Menurut data terbaru, dari total 9 partai politik yang berpartisipasi dalam Pemilu 2024, hanya 6 partai yang berhasil melewati ambang batas 4%, sementara 3 partai lainnya tidak memenuhi ambang batas tersebut. Dalam sidang MK, Khoirunnisa Nur Agustyati mengajukan argumen bahwa ambang batas 4% ini dapat mempersempit representasi politik dan menghambat partai-partai kecil untuk berkembang, sehingga tidak mencerminkan prinsip-prinsip demokrasi yang inklusif.
“Dalam pokok permohonan, satu, mengabulkan permohonan pemohon untuk sebagian,” kata Ketua MK Suhartoyo saat membacakan amar putusan di Gedung MK, Jakarta Pusat, pada Kamis (29/2/2024).
Pasal 414 ayat (1) UU Pemilu menyatakan, “Partai Politik Peserta Pemilu harus memenuhi ambang batas perolehan suara paling sedikit 4% dari jumlah suara sah secara nasional untuk diikutkan dalam penentuan perolehan kursi anggota DPR”.
Keputusan MK ini menjadi sorotan karena mengubah aturan yang memengaruhi partisipasi partai politik dalam pemilihan umum. Tanggapan terhadap keputusan ini pun beragam.
Beberapa pihak menyambut baik keputusan MK tersebut, menganggapnya sebagai langkah untuk meningkatkan inklusivitas dan pluralisme politik. Mereka percaya bahwa penghapusan ambang batas dapat memberikan peluang lebih besar bagi partai-partai kecil untuk mendapatkan kursi di parlemen, sehingga mewakili beragam suara masyarakat.
Namun, ada juga yang menyatakan kekhawatiran terhadap implikasi dari keputusan ini. Mereka menyoroti potensi fragmentasi parlemen dan kemungkinan munculnya partai-partai yang lebih kecil dan kurang stabil dalam sistem politik.
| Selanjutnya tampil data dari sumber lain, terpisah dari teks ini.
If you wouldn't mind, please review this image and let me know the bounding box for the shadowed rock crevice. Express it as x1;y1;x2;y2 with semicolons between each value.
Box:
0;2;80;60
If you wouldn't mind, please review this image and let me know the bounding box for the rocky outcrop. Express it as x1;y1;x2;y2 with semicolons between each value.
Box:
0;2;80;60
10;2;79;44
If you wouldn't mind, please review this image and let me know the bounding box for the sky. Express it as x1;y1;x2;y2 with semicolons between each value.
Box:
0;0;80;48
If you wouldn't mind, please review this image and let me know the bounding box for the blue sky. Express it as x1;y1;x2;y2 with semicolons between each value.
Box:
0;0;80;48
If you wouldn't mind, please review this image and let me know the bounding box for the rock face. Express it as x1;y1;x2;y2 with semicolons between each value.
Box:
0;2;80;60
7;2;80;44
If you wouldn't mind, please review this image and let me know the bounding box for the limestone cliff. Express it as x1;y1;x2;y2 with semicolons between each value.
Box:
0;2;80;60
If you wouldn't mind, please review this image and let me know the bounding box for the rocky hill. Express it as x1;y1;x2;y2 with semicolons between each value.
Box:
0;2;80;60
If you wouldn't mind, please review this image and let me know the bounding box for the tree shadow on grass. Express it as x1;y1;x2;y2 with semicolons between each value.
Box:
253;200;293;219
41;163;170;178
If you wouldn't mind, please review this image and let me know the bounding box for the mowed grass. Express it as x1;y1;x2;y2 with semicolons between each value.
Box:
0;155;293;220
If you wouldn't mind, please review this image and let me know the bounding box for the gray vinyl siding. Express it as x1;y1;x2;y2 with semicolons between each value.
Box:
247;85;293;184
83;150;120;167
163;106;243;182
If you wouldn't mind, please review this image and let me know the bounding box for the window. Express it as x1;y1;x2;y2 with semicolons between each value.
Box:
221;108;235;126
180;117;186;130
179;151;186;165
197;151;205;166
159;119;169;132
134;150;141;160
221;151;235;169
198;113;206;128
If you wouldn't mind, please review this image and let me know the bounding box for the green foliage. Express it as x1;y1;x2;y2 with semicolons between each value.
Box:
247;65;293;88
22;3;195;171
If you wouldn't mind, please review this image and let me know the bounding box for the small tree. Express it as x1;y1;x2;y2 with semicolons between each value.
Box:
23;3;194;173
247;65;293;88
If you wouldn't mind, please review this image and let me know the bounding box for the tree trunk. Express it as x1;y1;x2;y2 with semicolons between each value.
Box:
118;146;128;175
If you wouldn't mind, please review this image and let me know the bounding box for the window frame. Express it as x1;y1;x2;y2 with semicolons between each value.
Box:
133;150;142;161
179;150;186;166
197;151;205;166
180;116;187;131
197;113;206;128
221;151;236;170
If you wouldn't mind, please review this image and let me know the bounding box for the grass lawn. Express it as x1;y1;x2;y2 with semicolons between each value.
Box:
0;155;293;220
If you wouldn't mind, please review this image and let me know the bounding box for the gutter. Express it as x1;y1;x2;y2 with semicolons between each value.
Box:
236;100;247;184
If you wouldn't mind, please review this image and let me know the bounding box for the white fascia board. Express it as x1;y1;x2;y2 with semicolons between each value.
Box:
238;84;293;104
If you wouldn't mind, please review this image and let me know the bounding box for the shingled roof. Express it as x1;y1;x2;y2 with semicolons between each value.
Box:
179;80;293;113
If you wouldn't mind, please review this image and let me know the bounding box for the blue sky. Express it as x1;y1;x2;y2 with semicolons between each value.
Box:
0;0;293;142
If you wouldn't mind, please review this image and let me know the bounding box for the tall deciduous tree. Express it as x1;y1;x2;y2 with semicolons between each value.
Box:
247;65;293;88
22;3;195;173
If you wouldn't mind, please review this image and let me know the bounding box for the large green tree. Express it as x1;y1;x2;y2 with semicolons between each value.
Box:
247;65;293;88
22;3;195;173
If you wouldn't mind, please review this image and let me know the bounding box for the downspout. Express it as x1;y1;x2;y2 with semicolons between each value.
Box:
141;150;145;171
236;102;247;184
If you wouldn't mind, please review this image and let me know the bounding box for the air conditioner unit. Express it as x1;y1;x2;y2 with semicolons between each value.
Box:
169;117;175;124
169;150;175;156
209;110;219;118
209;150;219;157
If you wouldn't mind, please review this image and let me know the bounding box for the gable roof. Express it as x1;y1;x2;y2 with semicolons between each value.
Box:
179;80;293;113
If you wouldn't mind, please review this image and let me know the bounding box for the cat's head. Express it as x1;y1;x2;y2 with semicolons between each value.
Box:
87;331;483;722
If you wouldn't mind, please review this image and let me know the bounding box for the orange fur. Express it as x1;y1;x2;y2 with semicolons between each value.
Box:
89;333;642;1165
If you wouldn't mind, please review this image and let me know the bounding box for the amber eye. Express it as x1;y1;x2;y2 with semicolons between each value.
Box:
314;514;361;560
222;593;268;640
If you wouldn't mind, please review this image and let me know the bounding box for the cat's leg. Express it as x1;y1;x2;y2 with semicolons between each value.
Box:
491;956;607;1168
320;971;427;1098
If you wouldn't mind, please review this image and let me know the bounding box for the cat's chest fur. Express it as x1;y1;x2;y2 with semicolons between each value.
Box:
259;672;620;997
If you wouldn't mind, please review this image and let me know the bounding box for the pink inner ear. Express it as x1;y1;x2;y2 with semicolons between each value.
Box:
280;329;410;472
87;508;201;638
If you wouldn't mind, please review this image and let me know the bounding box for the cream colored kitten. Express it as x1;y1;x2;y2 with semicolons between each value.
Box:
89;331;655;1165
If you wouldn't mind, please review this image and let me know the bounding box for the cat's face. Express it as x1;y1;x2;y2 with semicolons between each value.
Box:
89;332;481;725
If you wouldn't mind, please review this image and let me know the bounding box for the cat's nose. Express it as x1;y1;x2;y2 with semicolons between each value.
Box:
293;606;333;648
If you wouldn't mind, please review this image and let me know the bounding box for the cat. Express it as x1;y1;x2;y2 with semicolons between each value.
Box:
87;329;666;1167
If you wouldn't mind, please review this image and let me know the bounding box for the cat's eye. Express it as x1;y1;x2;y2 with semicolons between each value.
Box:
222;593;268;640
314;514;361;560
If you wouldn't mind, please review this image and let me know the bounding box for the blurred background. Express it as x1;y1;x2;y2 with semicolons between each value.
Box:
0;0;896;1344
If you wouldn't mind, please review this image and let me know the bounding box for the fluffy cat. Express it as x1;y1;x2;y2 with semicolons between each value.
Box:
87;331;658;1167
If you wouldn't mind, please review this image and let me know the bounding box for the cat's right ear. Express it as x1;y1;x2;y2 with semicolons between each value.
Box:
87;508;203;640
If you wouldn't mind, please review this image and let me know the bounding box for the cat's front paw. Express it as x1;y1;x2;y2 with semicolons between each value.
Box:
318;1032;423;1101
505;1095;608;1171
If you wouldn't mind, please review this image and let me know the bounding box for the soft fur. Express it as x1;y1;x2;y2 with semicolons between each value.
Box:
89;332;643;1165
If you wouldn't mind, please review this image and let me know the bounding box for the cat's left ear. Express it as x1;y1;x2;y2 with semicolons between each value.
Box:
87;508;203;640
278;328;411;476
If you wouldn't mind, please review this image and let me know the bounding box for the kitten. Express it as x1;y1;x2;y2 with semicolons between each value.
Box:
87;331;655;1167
Dengan demikian, keputusan MK ini tidak hanya memiliki dampak praktis dalam Pemilu 2029, tetapi juga membawa implikasi jangka panjang terhadap dinamika politik Indonesia. Seiring waktu, akan menjadi penting untuk memantau perkembangan selanjutnya dan bagaimana keputusan ini memengaruhi proses politik dan pemerintahan di masa depan.